The Ministry of Defence has revealed that between 2009 and 2011 it spent a whopping £3.6 billion on IT and telecommunications for use across the department and armed services.
Depending on which estimates you follow, this approximately accounts for between 9 and 12 percent of overall government spend on IT.
Philip Dunne, minister for defence equipment, support and technology has said: “Ministry of Defence expenditure on IT and communications…totalled £1.8 billion in 2009-10 and the same in 2010-11.
“This includes the cost of IT services, equipment purchases, telephone line, telephone rental charges and the service concession arrangements formerly known as the private finance initiative services charges.”
He said that expenditure for 2011-12 has not yet been finalised.
The MoD is well-known for spending a significant amount on IT, when compared with other central government departments. For example, between 2010 and 2011 the MoD accounted for 74 percent of total government procurement card spend (£322m).

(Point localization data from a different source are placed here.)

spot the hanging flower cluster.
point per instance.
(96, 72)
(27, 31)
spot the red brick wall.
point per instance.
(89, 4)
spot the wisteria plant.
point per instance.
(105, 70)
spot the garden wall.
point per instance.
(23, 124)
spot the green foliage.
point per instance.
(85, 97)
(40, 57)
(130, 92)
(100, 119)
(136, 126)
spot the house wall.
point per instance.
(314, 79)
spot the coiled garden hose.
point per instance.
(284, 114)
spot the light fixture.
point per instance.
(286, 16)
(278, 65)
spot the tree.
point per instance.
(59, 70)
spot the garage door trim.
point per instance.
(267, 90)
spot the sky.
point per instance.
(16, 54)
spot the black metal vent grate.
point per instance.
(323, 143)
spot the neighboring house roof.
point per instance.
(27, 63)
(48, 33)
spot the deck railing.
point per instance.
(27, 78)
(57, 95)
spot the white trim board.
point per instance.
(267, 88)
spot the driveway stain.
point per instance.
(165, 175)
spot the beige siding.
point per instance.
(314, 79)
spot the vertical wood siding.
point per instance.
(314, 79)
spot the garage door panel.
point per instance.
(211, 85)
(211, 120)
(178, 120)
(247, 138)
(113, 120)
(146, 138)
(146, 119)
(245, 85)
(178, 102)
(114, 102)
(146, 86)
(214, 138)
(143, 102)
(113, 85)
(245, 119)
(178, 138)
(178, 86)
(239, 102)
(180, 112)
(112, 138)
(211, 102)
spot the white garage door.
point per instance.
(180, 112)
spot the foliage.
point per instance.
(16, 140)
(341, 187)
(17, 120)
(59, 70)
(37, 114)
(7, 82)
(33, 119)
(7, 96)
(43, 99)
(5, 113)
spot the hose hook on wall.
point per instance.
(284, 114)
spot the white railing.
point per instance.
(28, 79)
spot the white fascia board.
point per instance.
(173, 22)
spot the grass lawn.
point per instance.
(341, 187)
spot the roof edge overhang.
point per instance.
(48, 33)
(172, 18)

Dunne has also released some spend information relating to the department’s ten year Defence Information Infrastructure project, which is aimed at consolidating numerous systems into a single infrastructure.
In March 2005 the department let the contract to ATLAS, a consortium with EDS as the prime contractor, for the installation and management of the new infrastructure, which will incorporate 150,000 terminals for 300,000 users at over 2,000 defence sites.
The MoD has said that the project will cost a total £7 billion by 2015.
Dunne revealed that in 2007-08 spend on the project was £487; in 2008-09 it was £562 million; 2009-10 it was £651 million; 2010-11 it was £643 million; and in 2011-12 it was £633 million.
This totals £2.97 billion for the five years up until 2012 (spend information for the period 2005-07 was not provided).
In other news, the MoD recently awarded a contract requiring the delivery of payroll and personnel services to serving and veteran communities to CSC, an outsourcer currently shrouded in controversy over £957 million failed NHS plans.
The decision shocked the analyst community, which estimated that the contract is worth £100 million a year to the current supplier, HP.